Es ist erlaubt, CDs zu verkaufen. Aber die Piraterie ist ein Albtraum. Es ist wahnsinnig schwer, überhaupt Live-Konzerte zu organisieren, und wenn es dann klappt, stößt man das Tor zur Hölle auf und sollte sich am besten einige Wochen verschanzen. Heavy Metal wird von etlichen Syrern mit Drogen, Homosexualität oder Satanismus assoziiert, und das sind schlimme Verbrechen respektive absolute Tabus hier. Schon die Tatsache, dass wir in Englisch singen, verursacht Gegenwind.

Wie reagieren die Menschen in Syrien auf Langhaarige?

In der Hauptstadt Damaskus werden lange Haare und Metal-Shirts toleriert. Aber bei Piercings oder gar Ohrringen hört die Toleranz schon wieder auf. Wir Metaller besitzen in den Augen der Durchschnittsbevölkerung etwas Anrüchiges und werden als Satanisten und Verlierer verachtet. Aus diesem Grund trauen sich auch viele Musiker nicht mehr, Metal-Bands zu gründen. Es fehlt die Perspektive. Die Szene ist fürchterlich.

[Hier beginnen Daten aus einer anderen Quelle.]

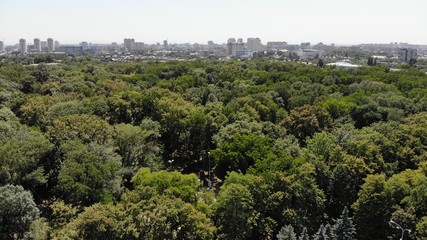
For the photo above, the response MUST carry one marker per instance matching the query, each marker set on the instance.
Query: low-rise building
(406, 54)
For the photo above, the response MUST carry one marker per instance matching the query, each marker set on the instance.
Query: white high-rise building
(231, 43)
(406, 54)
(22, 46)
(50, 45)
(129, 44)
(254, 44)
(37, 45)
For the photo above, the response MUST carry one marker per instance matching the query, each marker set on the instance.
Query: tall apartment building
(50, 45)
(254, 44)
(22, 46)
(277, 45)
(406, 54)
(37, 45)
(129, 44)
(231, 42)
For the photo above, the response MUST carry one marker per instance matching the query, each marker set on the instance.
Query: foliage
(17, 211)
(286, 233)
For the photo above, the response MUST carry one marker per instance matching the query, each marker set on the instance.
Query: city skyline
(330, 21)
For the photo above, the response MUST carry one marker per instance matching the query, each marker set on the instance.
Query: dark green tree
(234, 212)
(321, 234)
(17, 211)
(344, 228)
(304, 235)
(286, 233)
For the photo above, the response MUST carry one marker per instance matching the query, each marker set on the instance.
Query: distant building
(129, 44)
(309, 54)
(305, 45)
(85, 46)
(276, 45)
(254, 44)
(344, 65)
(406, 54)
(243, 54)
(139, 46)
(231, 42)
(22, 46)
(50, 45)
(57, 45)
(233, 46)
(37, 45)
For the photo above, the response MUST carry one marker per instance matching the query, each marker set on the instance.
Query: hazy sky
(151, 21)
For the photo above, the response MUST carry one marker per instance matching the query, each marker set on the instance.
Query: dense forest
(205, 149)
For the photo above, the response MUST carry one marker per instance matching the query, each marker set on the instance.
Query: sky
(342, 22)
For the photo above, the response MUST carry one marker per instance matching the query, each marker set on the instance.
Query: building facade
(22, 46)
(254, 45)
(129, 44)
(406, 54)
(37, 45)
(50, 45)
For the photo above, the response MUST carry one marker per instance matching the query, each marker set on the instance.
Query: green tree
(304, 235)
(17, 211)
(371, 210)
(344, 228)
(234, 212)
(286, 233)
(138, 145)
(173, 184)
(240, 153)
(421, 230)
(321, 234)
(304, 121)
(88, 173)
(86, 128)
(96, 222)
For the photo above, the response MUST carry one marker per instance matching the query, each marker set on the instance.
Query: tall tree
(286, 233)
(304, 235)
(17, 211)
(321, 234)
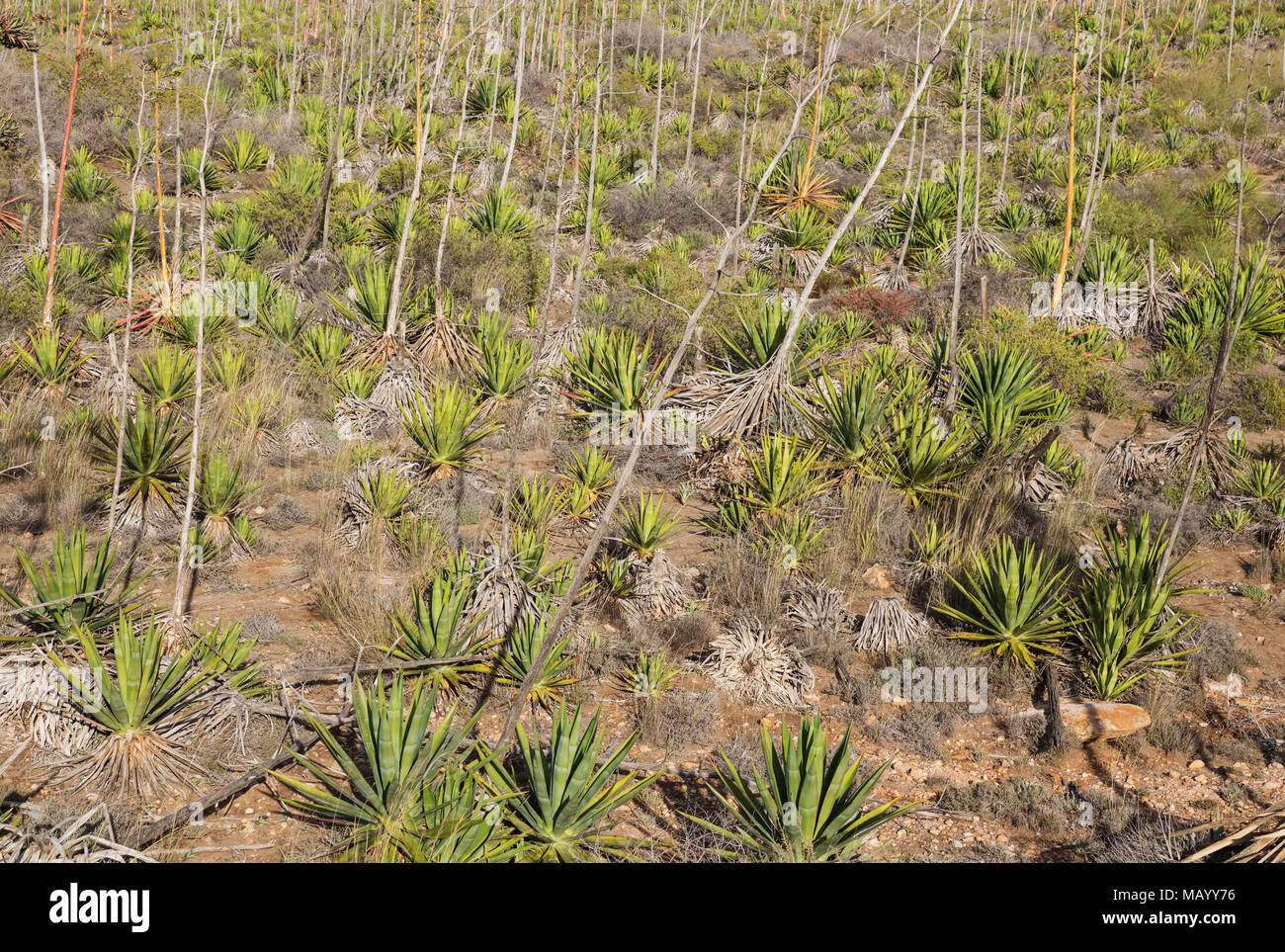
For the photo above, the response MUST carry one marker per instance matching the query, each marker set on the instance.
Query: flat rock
(878, 577)
(1100, 720)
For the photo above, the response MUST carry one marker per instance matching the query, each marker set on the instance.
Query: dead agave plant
(141, 707)
(753, 664)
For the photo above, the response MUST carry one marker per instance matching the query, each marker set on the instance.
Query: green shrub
(1259, 402)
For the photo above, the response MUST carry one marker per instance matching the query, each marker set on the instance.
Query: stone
(1099, 720)
(878, 577)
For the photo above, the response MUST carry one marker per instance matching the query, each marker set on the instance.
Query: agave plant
(1013, 603)
(448, 428)
(1126, 625)
(645, 526)
(501, 363)
(797, 184)
(398, 131)
(50, 361)
(229, 368)
(243, 153)
(1005, 397)
(500, 214)
(394, 807)
(783, 473)
(793, 543)
(763, 328)
(200, 172)
(168, 377)
(538, 502)
(369, 297)
(223, 493)
(321, 348)
(75, 588)
(804, 232)
(811, 806)
(240, 235)
(141, 704)
(435, 629)
(591, 470)
(848, 415)
(564, 807)
(650, 676)
(523, 647)
(84, 180)
(609, 370)
(920, 457)
(153, 455)
(1262, 480)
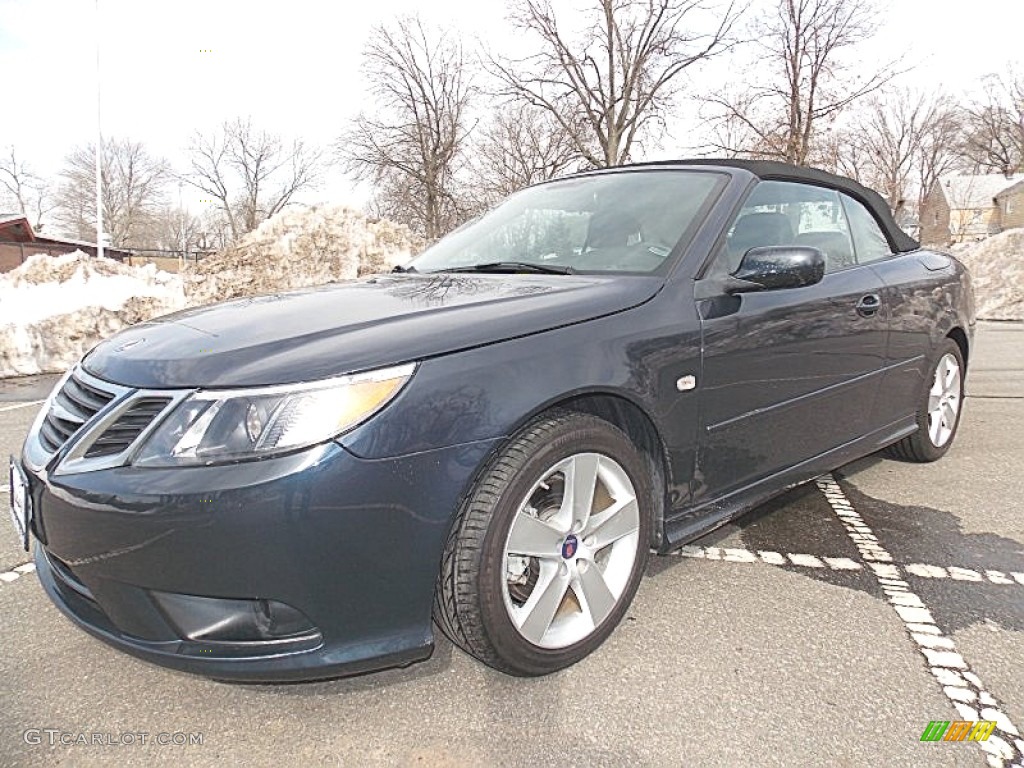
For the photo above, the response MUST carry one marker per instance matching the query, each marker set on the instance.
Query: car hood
(339, 329)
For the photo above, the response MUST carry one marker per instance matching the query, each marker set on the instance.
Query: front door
(787, 374)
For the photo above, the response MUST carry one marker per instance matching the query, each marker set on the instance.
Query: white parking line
(16, 572)
(961, 686)
(845, 563)
(19, 404)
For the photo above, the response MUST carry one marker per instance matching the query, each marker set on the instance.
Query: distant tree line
(453, 128)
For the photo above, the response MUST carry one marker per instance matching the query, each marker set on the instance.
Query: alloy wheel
(570, 550)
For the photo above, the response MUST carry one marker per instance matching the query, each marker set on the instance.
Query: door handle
(868, 305)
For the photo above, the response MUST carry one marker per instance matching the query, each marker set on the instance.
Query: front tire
(939, 412)
(548, 549)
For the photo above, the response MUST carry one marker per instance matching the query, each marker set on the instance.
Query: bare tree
(413, 145)
(940, 143)
(994, 126)
(610, 85)
(250, 173)
(133, 186)
(806, 80)
(519, 146)
(25, 189)
(905, 138)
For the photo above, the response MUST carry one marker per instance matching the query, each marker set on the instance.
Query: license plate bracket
(20, 502)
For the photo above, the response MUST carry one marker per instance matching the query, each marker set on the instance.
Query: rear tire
(939, 411)
(548, 549)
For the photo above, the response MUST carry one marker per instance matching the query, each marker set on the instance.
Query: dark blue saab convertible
(494, 437)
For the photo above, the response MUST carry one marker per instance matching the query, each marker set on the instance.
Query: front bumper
(350, 546)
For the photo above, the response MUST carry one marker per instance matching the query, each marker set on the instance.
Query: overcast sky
(294, 66)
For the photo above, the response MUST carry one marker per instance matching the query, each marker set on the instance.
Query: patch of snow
(300, 248)
(996, 266)
(54, 309)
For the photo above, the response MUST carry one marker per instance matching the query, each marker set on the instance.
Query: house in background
(18, 242)
(963, 207)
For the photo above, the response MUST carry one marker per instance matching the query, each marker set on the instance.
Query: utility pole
(99, 148)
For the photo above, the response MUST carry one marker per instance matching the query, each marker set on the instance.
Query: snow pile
(300, 248)
(996, 266)
(54, 309)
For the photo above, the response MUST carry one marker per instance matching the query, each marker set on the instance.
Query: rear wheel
(939, 412)
(549, 548)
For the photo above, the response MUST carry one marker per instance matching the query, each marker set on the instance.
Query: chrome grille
(95, 424)
(129, 425)
(76, 403)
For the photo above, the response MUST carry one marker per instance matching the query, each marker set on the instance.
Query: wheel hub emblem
(569, 546)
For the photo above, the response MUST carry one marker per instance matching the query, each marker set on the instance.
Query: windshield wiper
(510, 266)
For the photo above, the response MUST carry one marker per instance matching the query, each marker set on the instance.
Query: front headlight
(231, 425)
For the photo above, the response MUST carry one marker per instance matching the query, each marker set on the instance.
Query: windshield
(615, 222)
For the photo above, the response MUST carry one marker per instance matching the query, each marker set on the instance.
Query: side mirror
(778, 266)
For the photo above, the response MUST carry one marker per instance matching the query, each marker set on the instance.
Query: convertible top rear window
(615, 222)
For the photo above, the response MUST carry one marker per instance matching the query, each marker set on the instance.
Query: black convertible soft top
(771, 170)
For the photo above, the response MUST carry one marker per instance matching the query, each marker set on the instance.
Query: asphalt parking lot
(826, 628)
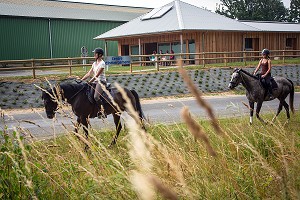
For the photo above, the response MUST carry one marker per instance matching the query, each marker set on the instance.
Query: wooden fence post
(70, 64)
(33, 68)
(225, 59)
(156, 63)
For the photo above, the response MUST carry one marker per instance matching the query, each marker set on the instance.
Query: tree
(258, 10)
(294, 12)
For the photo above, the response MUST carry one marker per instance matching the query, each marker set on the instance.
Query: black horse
(76, 94)
(255, 92)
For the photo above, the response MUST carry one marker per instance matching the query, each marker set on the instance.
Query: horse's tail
(292, 92)
(138, 104)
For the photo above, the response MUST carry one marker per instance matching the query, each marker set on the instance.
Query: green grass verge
(252, 162)
(114, 70)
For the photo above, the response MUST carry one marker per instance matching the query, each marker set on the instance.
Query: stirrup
(101, 114)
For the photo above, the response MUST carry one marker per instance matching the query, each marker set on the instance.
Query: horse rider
(265, 64)
(98, 78)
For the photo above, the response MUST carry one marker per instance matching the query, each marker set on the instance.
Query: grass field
(245, 162)
(195, 159)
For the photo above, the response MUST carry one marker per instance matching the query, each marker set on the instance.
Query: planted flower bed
(26, 95)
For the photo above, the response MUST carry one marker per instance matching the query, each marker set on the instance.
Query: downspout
(50, 38)
(180, 23)
(105, 48)
(140, 49)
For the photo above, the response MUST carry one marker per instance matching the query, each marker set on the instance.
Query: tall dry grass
(181, 161)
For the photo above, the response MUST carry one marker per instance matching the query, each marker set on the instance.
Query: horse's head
(235, 79)
(50, 103)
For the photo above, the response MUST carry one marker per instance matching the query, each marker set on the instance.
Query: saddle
(272, 85)
(91, 91)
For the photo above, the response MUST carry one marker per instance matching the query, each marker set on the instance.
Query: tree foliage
(294, 12)
(258, 10)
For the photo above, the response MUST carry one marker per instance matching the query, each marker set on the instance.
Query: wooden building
(182, 27)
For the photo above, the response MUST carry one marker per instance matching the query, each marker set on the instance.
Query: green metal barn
(57, 29)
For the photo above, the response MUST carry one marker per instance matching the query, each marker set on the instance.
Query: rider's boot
(101, 113)
(270, 93)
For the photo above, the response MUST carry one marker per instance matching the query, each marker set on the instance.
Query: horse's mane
(251, 75)
(72, 87)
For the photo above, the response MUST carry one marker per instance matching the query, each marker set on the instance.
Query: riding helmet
(265, 51)
(99, 51)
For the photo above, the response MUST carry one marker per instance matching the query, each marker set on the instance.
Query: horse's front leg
(118, 128)
(278, 111)
(85, 126)
(77, 125)
(258, 107)
(251, 104)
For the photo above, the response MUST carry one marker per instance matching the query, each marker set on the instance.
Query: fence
(200, 58)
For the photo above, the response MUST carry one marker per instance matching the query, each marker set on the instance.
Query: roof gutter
(179, 15)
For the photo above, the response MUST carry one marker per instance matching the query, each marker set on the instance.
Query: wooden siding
(218, 41)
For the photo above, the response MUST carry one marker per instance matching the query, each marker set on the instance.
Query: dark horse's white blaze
(255, 92)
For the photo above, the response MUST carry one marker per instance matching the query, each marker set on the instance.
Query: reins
(70, 99)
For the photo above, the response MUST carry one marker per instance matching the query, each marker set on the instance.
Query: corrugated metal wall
(22, 38)
(26, 38)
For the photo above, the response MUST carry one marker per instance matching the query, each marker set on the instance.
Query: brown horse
(77, 96)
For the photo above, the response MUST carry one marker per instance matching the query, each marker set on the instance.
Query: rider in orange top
(265, 64)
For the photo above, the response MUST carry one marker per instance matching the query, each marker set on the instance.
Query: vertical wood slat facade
(219, 41)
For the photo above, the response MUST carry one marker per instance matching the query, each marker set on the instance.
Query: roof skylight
(157, 13)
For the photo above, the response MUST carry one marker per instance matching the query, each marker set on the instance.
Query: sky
(208, 4)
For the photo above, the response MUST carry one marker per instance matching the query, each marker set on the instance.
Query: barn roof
(69, 10)
(273, 26)
(181, 16)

Gibt es nationale Medien wie Radiosender oder Zeitschriften, die Metal-Bands eine Plattform bieten?

Ich weiß, dass einige Sender gerne harte Mucke spielen würden, aber die Angst vor Druck seitens der Regierung ist zu groß. Vor 15 Jahren sah es viel rosiger aus. Ich denke, dass gerade die zahlreichen radikalen Black Metal-Gruppen der Grund dafür sind, dass der Ruf des Heavy Metal pauschal so miserabel ist.

Welche Vor- und Nachteile hat es für The Hourglass, dass ihr aus einem exotischen Metal-Land stammt?

Prinzipiell haben wir die Chance, durch das eigenwillige soziale und kulturelle Umfeld andersartige Einflüsse zu verarbeiten und damit originell zu klingen – sowohl musikalisch als auch lyrisch. Aber einerseits werden wir im Heimatland ausgebremst und andererseits erhalten wir keine Unterstützung vom Ausland. Warum sollte sich ein Europäer oder ein Ami für eine doofe Band aus Syrien interessieren, wenn es in deren Dunstkreis Tausende davon gibt?

Was mögt ihr besonders an Syrien?

Damaskus ist die älteste permanent bewohnte Stadt der Welt. Syrien hat eine sehr niedrige Kriminalitätsrate – es ist sehr sicher hier. Das liegt wahrscheinlich auch an den drastischen Strafen für Verbrecher. Aber Syrer sind stark in ihrer persönlichen Freiheit eingeschränkt. Die Gesetze sind eigentlich offen, aber die Gesellschaft selbst ist krankhaft stark von religiösem Fanatismus durchtränkt. Beispiel: Wenn ein Moslem und eine Christin heiraten, müssen sie um ihr Leben fürchten. Nicht, weil es das Gesetz verbietet, sondern weil es für die Gesellschaft ein Verbrechen ist. Hoffentlich wird endlich der Friedensvertrag mit Israel abgeschlossen. Das ist eine Chance, dass es in Syrien in Zukunft weltoffener abläuft. Wir haben herrliche Strände und wunderschöne Frauen. Die sollte man halt nicht anfassen – zumindest sollte man sich dabei nicht ertappen lassen.